So that is another very noticeable difference between the three tails I described here in Nebraska and the Camino. When you can see beyond tree cover there are farmhouses everywhere on the Nebraska trails. And from the satellite and Streetview images there are almost none in Spain, just like Germany. The other really noticeable difference (which is correlated with lack of farmhouses) is that fields here are much larger and usually quite regular. This is a consequence of the land policies in the US where the government acquired vast tracts of “empty” land (as the sarcasm goes, “stolen fair and square” from the original peoples) and made these easily available to homesteaders. Thus, at least west of Ohio, most of the farm country in midwest US has a grid of roads (many now abandoned but still visible in satviews) on one mile spacing, aka, “section lines”. A section in the US is 640 acres or one square mile. In fact, an completely different geographical reference system is used, known a township/range and section than longitude or latitude.

The homestead act allow people to acquire a quarter section (160 acres) often free or at least very cheaply. So often each square mile had four farm houses, now with many abandoned. Unlike the irregular patchwork quilt of fields I see in Palencia fields here are almost entirely regular (not true in the older parts of the US, i.e. the eastern states).

In the US those original homesteads have mostly been consolidated into larger blocks of land. With automation it’s entirely feasible (and economically necessary) to farm at least an entire section if not several sections. At the time when this land was originally opened (19th century) such large farms were not feasible.

I happen to know all this as I am in the process of obtaining title to a “small” farm in Oklahoma where my mother’s family lived. That farm is a mere 80 acres, 1/2 of the original tract of the typical quarter section of land grants. Before WWII it was feasible for a family to live on such a small farm, raising some crops for income and others for personal consumption. The titles to the land I will inherit are a mess, stretching back to the early 20th century. But one feature of land ownership, now reversed with “corporate” farming, was original tracts get divided through inheritance. So my little 80 acre farm will have three owners (once all the legal process is completed). My father’s family farm was divided among 14 owners. So in the US there are these two competing trends, dividing larger tracts into smaller ones and then (usually through sale by heirs who don’t want the farm or small farmers who can’t economically farm such a small tract) into much larger tracts.

Now looking at the aerial view of Palencia it’s clear the process of subdividing land has been going on a very long time and thus creates the patchwork quilt of small tracts.
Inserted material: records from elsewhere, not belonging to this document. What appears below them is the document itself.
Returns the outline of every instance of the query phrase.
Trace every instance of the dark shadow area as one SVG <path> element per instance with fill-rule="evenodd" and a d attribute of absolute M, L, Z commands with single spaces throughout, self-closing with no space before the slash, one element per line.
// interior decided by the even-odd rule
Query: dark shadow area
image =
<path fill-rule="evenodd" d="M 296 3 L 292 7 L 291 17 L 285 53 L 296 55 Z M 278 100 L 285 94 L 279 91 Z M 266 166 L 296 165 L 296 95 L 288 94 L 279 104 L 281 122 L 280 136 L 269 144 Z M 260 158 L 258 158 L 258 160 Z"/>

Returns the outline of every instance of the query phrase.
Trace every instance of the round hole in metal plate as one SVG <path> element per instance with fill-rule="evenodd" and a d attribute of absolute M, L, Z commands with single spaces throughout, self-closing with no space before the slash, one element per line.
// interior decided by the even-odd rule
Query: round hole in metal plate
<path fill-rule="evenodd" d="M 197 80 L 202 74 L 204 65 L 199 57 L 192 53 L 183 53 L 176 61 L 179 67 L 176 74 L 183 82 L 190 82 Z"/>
When I toured Portugal two decades ago, especially in the area south of Lisbon the “modern” trend typical here in the US was occurring. Small farms were not economically viable once Portugal joined the EU so small tracts were being consolidated into larger ones. Much of the farm country south of Lisbon looks a lot like the midwest US. In fact, I was surprised to see the center pivot irrigation systems sprouting up with equipment that was produced in Nebraska (the origin of the invention of center pivot irrigation, now home to most of the producers of that system). Palencia seems to have escaped this consolidation process but I suspect some of the competitive economic pressures of the EU will lead to more consolidation in Spain as well.

So the lack of farmhouses actually out on the land is, I speculate, primarily economic (not defense). Land is simply too valuable to waste by building even just farmhouses on it. So the farmers live in the small villages in a more urban land use pattern. Since the farms are still small in Palencia there are many villages, as there were in Germany as I found one my bike ride there.
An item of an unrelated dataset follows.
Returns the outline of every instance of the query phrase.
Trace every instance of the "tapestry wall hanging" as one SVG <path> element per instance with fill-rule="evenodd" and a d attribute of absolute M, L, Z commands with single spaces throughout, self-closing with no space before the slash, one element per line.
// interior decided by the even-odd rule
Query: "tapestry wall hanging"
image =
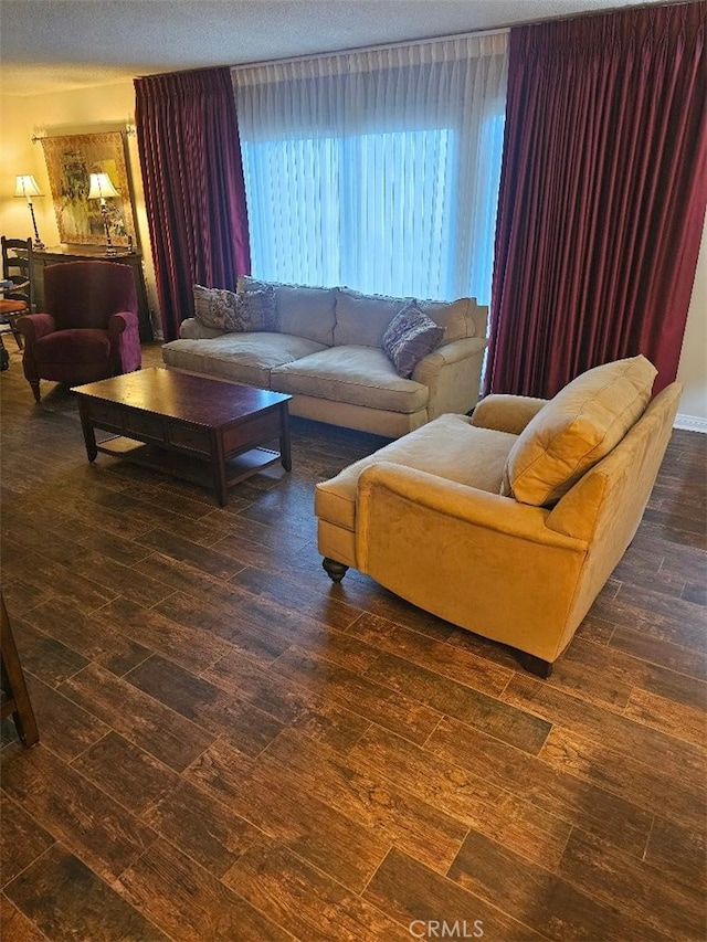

Having so many villages, often just a few kilometers apart, was very handy for our ride in Germany. Most of the towns had at least a gasthaus and often a market and/or a bakery. This made obtaining food and water easy. If a town didn’t have what we needed the next town was 20 minutes away. But that’s on a bike. Walking the towns are a couple of hours apart and of course that’s what I’m seeing on the Camino. Most of the small towns on that route have one or more albergues. It wouldn’t surprise me that on peak days peregrinos out number the local citizens. When I was looking off the Camino in Palencia the amount of lodging and restaurants, in the villages, declined, for the obvious reason they wouldn’t have many customers.

Now this is where I can make another comparison observation. Through geodashing I’ve been through a large number of small villages, mostly here in the Great Plains. And these villages are wasting away. If they were big enough to have some shops the now nearby Walmart (outside the taxing authority of the town) has driven those out of business (now Amazon is helping finish the job as seeing delivery trucks in the middle of nowhere is now much more common than when I first started geodashing). So these towns are dying. As a result they have few resources, either food or lodging for travelers. So along the three trails I described here long-distance self-supported trekking is basically impossible.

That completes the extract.